AI, defined as the simulation of human intelligence processes by computer systems, is gaining increasing interest across various sectors, particularly in healthcare. In medicine, AI encompasses machine learning (ML), deep learning, and natural language processing, enabling capabilities such as data analysis, predictive modeling, and clinical decision support systems. The healthcare industry has seen a rise in exploratory AI applications aimed at improving diagnostic accuracy, personalizing treatment strategies, and supporting patient management. For instance, AI algorithms have been proposed to predict surgical complications, thereby supporting preoperative planning and patient counseling.1
In orthopedic surgery, AI is emerging as a promising adjunct tool. The specialty's reliance on imaging, biomechanical modeling, and patient-specific variables positions it well for AI integration. AI has been applied to diagnostic imaging, where machine learning models assist in identifying fractures and musculoskeletal tumors with increasing accuracy.2 Additionally, AI supports preoperative planning by generating patient-specific 3D anatomical models, enabling more detailed surgical simulations and aiding implant selection.3 Intraoperatively, robotic systems incorporating AI-based planning tools aim to enhance surgical precision, with the potential to improve alignment and procedural consistency.4 Postoperatively, AI technologies are being explored for monitoring recovery and guiding personalized physiotherapy regimens through predictive analytics.5
This literature review examines current applications of AI in orthopedic surgery, with a focus on diagnostic imaging, pre-surgical planning, robotic-assisted procedures, and post-operative care. While the promise of AI is substantial, many implementations remain in early stages of clinical validation. This review also outlines the challenges and limitations that must be addressed to ensure safe, equitable, and effective integration of AI into orthopedic practice. Therefore, the primary aim of this systematic review is to critically evaluate and synthesize the available evidence on AI applications in orthopedic surgery. Specifically, the review seeks to answer the following question: What are the current applications, clinical outcomes, limitations, and future perspectives of artificial intelligence in orthopedic surgery?
MethodologySearch strategyA systematic literature review was conducted in accordance with the PRISMA (Preferred Reporting Items for Systematic Reviews and Meta-Analyses) 2020 guidelines to ensure transparency, reproducibility, and methodological rigor. The review was prospectively registered in the PROSPERO database (Registration ID: CRD420251153398). Comprehensive searches were performed across four major databases: PubMed, Google Scholar, Scopus, and Web of Science. The search included studies published from January 1, 2018, to January 15, 2025, and was limited to peer-reviewed articles written in English.

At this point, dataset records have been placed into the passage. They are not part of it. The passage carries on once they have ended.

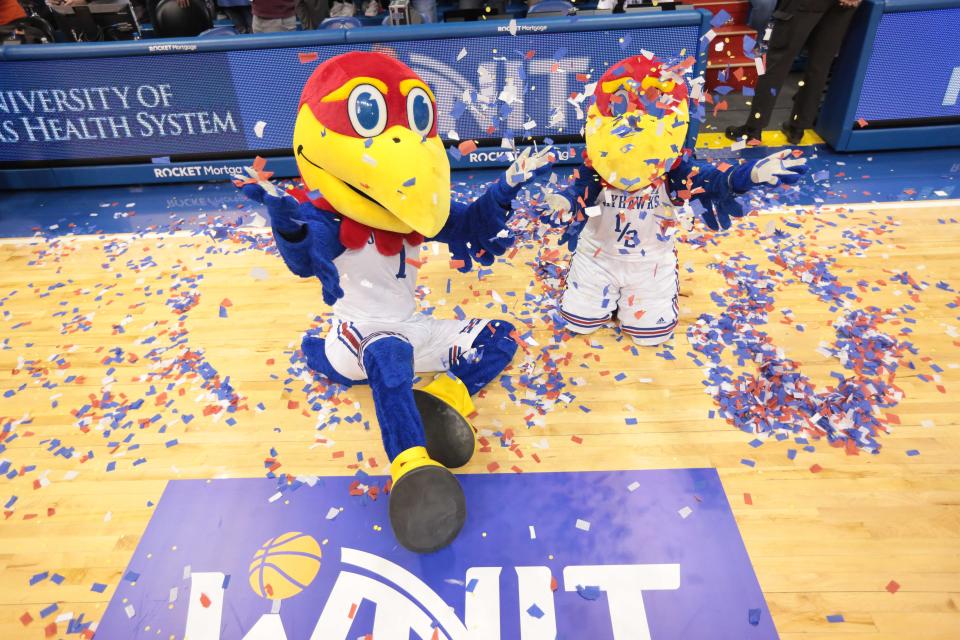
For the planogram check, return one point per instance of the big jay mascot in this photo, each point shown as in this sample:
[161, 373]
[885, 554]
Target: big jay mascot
[620, 214]
[366, 139]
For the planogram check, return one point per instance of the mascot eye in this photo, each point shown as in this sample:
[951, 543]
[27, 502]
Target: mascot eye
[419, 111]
[620, 102]
[367, 110]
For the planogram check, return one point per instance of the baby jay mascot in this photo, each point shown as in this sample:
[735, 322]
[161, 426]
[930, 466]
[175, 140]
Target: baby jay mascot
[366, 139]
[619, 216]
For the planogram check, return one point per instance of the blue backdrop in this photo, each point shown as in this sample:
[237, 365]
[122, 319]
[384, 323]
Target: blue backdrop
[143, 101]
[905, 79]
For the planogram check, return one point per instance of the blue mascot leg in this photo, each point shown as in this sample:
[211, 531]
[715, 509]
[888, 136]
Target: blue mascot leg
[427, 505]
[492, 350]
[389, 365]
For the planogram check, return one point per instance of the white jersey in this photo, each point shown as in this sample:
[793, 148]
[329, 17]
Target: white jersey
[375, 286]
[630, 226]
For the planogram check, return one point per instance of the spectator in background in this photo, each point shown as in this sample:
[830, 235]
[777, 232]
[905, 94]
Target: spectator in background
[270, 16]
[239, 13]
[312, 12]
[11, 10]
[760, 13]
[821, 25]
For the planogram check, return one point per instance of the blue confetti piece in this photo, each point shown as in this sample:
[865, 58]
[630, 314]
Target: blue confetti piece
[588, 593]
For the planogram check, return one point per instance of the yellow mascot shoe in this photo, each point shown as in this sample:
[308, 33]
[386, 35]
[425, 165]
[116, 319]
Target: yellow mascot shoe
[427, 505]
[444, 405]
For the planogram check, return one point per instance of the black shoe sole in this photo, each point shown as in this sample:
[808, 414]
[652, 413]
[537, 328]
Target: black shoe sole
[427, 509]
[450, 438]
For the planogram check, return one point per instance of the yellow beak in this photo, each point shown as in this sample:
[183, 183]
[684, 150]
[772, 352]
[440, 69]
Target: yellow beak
[396, 181]
[630, 152]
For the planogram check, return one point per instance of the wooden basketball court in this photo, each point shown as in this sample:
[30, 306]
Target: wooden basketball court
[110, 344]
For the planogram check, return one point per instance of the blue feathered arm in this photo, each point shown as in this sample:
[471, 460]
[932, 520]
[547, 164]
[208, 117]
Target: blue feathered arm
[719, 188]
[581, 193]
[308, 238]
[477, 231]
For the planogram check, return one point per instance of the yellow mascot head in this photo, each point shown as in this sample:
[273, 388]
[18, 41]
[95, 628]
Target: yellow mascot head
[366, 138]
[636, 127]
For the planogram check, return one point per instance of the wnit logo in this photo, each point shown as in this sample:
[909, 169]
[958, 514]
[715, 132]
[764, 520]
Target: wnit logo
[286, 565]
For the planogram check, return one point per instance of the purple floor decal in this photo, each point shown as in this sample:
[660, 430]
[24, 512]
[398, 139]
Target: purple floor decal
[619, 554]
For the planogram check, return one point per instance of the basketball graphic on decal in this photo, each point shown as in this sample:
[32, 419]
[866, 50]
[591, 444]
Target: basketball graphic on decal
[285, 565]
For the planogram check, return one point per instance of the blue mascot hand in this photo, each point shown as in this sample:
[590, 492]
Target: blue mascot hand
[280, 207]
[778, 168]
[571, 234]
[716, 214]
[487, 240]
[326, 272]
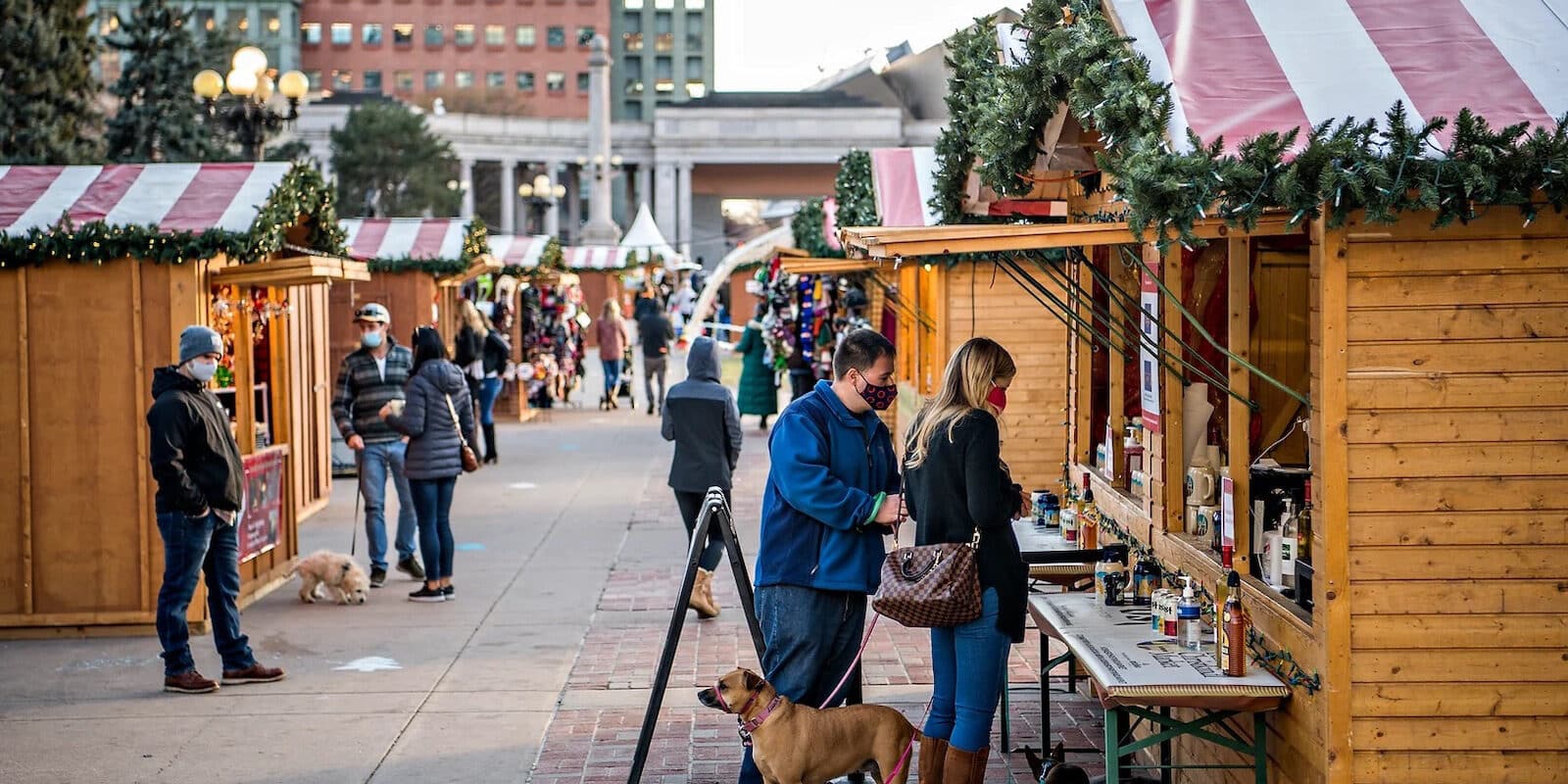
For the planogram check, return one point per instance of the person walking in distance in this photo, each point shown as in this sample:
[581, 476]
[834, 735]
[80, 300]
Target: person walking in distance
[438, 419]
[830, 498]
[368, 378]
[702, 419]
[656, 333]
[196, 465]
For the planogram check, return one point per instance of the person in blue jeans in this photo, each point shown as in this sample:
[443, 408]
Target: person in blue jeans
[956, 486]
[196, 465]
[830, 499]
[368, 378]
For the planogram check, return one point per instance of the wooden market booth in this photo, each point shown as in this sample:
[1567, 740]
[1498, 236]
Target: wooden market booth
[1429, 642]
[247, 250]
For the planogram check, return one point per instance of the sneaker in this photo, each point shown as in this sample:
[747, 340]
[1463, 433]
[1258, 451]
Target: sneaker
[188, 684]
[412, 568]
[253, 674]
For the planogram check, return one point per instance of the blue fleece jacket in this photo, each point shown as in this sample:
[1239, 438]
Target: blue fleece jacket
[827, 470]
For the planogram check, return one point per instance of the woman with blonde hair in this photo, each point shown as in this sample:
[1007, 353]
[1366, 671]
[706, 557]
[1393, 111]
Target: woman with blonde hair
[956, 486]
[613, 337]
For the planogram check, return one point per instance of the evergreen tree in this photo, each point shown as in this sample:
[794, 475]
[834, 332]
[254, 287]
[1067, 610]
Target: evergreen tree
[47, 91]
[389, 164]
[159, 118]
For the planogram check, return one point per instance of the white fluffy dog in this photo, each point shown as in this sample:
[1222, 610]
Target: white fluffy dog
[337, 572]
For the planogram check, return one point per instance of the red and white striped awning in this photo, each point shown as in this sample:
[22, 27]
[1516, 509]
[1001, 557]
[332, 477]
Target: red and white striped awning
[595, 258]
[1241, 68]
[172, 196]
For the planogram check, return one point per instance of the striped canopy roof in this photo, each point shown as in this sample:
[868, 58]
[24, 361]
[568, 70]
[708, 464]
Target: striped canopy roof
[172, 196]
[1241, 68]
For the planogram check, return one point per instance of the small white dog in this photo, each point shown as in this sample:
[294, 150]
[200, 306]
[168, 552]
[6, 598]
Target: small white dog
[336, 571]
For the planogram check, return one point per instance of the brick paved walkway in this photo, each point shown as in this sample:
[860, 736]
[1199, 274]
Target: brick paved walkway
[593, 736]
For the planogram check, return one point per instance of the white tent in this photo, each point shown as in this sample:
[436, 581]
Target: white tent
[647, 242]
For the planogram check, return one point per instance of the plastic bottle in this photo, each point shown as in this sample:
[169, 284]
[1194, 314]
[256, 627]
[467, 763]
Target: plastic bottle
[1189, 618]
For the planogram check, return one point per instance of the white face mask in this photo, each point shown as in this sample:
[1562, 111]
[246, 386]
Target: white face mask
[203, 368]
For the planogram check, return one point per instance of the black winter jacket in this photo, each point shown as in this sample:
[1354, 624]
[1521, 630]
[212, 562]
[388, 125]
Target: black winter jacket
[961, 485]
[192, 451]
[433, 447]
[702, 419]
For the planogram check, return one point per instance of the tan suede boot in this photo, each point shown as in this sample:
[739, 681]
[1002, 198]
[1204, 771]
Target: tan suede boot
[700, 595]
[933, 755]
[964, 767]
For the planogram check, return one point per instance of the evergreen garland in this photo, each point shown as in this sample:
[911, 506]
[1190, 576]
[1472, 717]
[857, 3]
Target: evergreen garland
[854, 190]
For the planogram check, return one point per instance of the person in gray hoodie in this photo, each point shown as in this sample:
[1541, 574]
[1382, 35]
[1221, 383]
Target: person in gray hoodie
[436, 392]
[702, 417]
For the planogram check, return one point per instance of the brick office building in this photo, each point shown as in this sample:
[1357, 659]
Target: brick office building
[494, 57]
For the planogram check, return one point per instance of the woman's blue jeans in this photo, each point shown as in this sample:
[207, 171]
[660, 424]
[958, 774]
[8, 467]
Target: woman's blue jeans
[433, 507]
[964, 698]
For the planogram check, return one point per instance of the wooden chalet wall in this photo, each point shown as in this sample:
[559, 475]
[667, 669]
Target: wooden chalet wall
[1455, 396]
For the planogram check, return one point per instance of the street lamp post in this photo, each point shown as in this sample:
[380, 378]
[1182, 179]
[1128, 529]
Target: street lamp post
[248, 118]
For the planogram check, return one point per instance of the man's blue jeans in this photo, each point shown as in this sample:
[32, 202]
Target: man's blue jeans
[190, 548]
[811, 640]
[964, 697]
[375, 463]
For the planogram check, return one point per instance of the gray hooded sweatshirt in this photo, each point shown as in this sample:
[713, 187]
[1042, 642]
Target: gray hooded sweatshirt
[702, 419]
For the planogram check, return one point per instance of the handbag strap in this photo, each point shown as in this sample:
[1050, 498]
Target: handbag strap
[454, 412]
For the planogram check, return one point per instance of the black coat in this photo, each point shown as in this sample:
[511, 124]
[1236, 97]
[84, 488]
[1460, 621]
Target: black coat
[961, 485]
[192, 451]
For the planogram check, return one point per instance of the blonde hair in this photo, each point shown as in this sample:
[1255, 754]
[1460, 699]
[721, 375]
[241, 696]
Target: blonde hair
[972, 370]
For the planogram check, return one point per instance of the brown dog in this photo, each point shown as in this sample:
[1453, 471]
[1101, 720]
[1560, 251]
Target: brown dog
[799, 744]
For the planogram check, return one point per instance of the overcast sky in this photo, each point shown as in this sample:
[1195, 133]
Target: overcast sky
[789, 44]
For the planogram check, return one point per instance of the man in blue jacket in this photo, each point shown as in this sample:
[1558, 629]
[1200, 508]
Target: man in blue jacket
[831, 496]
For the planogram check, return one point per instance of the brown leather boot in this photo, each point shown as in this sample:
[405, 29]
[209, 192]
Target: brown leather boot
[933, 755]
[964, 767]
[700, 595]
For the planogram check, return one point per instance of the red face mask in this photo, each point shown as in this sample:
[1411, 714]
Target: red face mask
[998, 397]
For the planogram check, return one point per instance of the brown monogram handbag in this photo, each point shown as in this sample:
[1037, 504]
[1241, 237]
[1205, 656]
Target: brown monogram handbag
[930, 587]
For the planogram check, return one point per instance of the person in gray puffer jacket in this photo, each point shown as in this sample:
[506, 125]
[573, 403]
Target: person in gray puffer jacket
[436, 391]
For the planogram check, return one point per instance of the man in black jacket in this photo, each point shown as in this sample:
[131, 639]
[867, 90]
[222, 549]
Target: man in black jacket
[703, 420]
[200, 498]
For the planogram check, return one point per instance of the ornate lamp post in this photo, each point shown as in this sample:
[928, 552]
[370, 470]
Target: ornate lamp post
[248, 117]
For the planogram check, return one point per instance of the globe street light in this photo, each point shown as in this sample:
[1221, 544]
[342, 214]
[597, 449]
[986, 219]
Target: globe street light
[247, 115]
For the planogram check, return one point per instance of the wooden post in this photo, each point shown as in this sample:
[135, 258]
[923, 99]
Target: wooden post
[1239, 417]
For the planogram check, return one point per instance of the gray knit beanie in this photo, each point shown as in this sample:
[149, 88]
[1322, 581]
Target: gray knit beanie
[196, 341]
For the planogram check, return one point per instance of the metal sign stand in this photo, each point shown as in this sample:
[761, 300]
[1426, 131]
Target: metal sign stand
[712, 506]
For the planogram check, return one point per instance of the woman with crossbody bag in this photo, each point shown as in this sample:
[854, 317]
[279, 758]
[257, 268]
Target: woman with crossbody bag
[958, 491]
[438, 419]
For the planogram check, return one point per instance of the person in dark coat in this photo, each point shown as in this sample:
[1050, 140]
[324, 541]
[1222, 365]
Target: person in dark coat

The search strategy combined Medical Subject Headings (MeSH) and free-text terms related to artificial intelligence and orthopedic surgery. Boolean operators were used to refine and expand the search. An example search string used in PubMed was: (“Artificial Intelligence” OR “Machine Learning” OR “Deep Learning”) AND (“Orthopedic Surgery” OR “Musculoskeletal Surgery”) AND (“Imaging Analysis” OR “Robotic-Assisted Surgery” OR “Post-Operative Care”).
To ensure rigor, the PubMed strategy was peer-reviewed by an independent librarian using the PRESS (Peer Review of Electronic Search Strategies) checklist. Detailed search strategies for each database are provided in Table 1.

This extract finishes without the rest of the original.